Define $F(x)=x\cdot(x-1)\cdot(x-2)\cdot(x-3)$. Let $y,T$ be positive integers. Is it then true that $y=7$, $T=8$ is the only solution to this equation? $$\frac{F(y)}{F(T)}=\frac{1}{2}$$
Motivation for the question:
The motivation for the question comes from this exercise:
Assume you have a bag with green and red balls. You pick 4 balls at random, all of them are green. You are told that the probability for this to happen is $0.5$. How many green balls were there in the bag, and how many balls were there in total?

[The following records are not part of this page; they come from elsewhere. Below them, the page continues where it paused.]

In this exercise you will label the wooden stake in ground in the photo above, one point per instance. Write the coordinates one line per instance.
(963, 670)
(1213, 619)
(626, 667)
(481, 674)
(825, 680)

By trial and error it can be shown that $7$ green balls and $1$ red ball, 8 in total will solve this probability exercise. But I am wondering if this is the only possibility? Or are there other combinations of green and red balls that would work? If the answer to the original question is yes, then only green = 7, total = 8 would work.
Is there a way to show that no other possibility would work?
PS: I don't know much about number theory, those tags was edited in. But I understand the answer may lie in that category of mathematics.
Here is a hint: Note that $$ F(n)+1=n(n+1)(n+2)(n+3) + 1 = (n^2 + 3n + 1)^2. $$ So the equation $2F(n)=F(m)$ is equivalent to $$ 2(n^2+3n+1)^2-(m^2+3m+1)^2=1. $$ This is a (negative) Pell equation. From its solutions we can deduce the solutions of the original equation.
Edit: On needs to rewrite the four consecutive numbers in the product, i.e., $n=x-3$.